Not until we’re older and looking back do we realize we’ve probably been trying to combat our anxiety for quite some time now, and that people — ourselves included — just didn’t really know what the “signs” were. That is why we asked our Mighty mental health community to share with us things they said as a kid others may not have realized were code for: “I’m anxious.”
Here is what the community had to say:
1. “What’s wrong with me?”
“I didn’t realize I had anxiety and my parents didn’t either. They just thought I was being dramatic when I would burst into tears crying, ‘What is wrong with me?’ I was a chatter box, so my silence was a sign my anxiety was in full swing.” — Kylie L.
2. “I’m tired.”
“When I was a kid, I experienced sleep disturbances for a very long time. The whole process of going to school, getting through the day, trying not to be bullied and coming home was always mentally rehearsed the night before. It was around fourth grade that I started seeing the school’s social worker to create plans to self-soothe and keep the anxious thoughts under control, so sleep was one less thing to worry about.” — Julie A.
3. “I have a headache.”
“I used the excuse of feeling ill plenty of times to avoid going to school. I didn’t realize I had anxiety at the time, but everything makes sense when I look back on it now. I wasn’t just being ‘lazy’ back then.” — Ada T.

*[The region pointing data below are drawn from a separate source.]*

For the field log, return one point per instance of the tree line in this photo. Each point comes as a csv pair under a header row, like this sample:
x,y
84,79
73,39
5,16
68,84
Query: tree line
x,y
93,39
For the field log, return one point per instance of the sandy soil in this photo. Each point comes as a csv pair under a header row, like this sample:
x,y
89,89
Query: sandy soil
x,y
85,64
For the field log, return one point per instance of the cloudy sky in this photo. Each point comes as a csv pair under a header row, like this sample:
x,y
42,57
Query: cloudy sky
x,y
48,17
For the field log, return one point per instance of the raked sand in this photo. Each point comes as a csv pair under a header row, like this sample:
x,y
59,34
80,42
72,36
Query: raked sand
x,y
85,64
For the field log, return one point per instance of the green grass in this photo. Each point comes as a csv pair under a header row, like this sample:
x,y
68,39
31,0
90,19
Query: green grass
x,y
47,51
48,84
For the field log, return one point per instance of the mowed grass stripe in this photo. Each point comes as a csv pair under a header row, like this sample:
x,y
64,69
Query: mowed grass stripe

“It was easier to explain that something physical was going on as opposed to something that was invisible.” — Joanna L.
4. “I’m sorry.”
“I constantly apologized for things that weren’t really an issue, or I just wouldn’t interact. I still have issues with constantly saying I’m sorry for non-issues and being very quiet in hard situations.” — Teresa R.
5. “Can’t we stay home?”
“I hated going out places because the noise bothered me. Now as an adult, I try to balance things, but it’s still a challenge.” — Elyse B.
6. “You do it.”
“I had such a hard time placing an order for food that I would tell whoever I was with what I wanted and have them place the order.”— Becky B.
7. “Is it time to leave yet?”
“I always said this because crowds of even more then two people would trigger my anxiety. I couldn’t wait ’til said events or functions were done.” — Shannon C.
8. “Don’t leave me.”
“I was very anxious about being abandoned as a child. I believed people would leave me if I wasn’t good enough, and it would be my fault.” — Jennifer P.
“Whenever my parents would want to leave me, I would beg them not to leave because I was too anxious. Or if they didn’t pick me up at the exact time they said they would from the babysitters, I would call them constantly until they answered.” — Riley S.
9. “I want to go home.”
“I used to tell my dad this every time he would take me to my mother’s and he would get extremely confused.” — Megan G.
10. “Can you turn on the hallway light for me at night?”
“I lived in fear for a few years that someone was going to come into my room and kidnap me. The light didn’t help. I would lie in bed for two hours just waiting. I still don’t sleep well.” — Laura R.
11. “Don’t make me.”
“I’d tell my parents this when I didn’t want to go to school in the morning.” — Josephine C.
12. “My body is uncomfortable.”
“I used to say, ‘My body is uncomfortable, my body is uncomfortable!’ I didn’t know what it was at the time. Years later, I finally figured it out!” — Barb S.
13. “I don’t feel well.”
“Or more specifically, ‘My stomach hurts.’ Even now, my gut and my feelings are still greatly connected.” — Carrie M.
“My stomach hurts. I remember being sent home several times because I was sick and no one ever knew what was wrong with me. Shortly after I’d get home my stomach pains would cease and I’d be fine. Of course I couldn’t have known on my own that I was just anxious.” — Rebecca R.
14. “I don’t want to!”
“My 10-year-old has anxiety and he is rarely up for anything new. He digs his heels in and thinks of every excuse in the book to attend a new event, activity, vacation spot, etc.” — Reba S.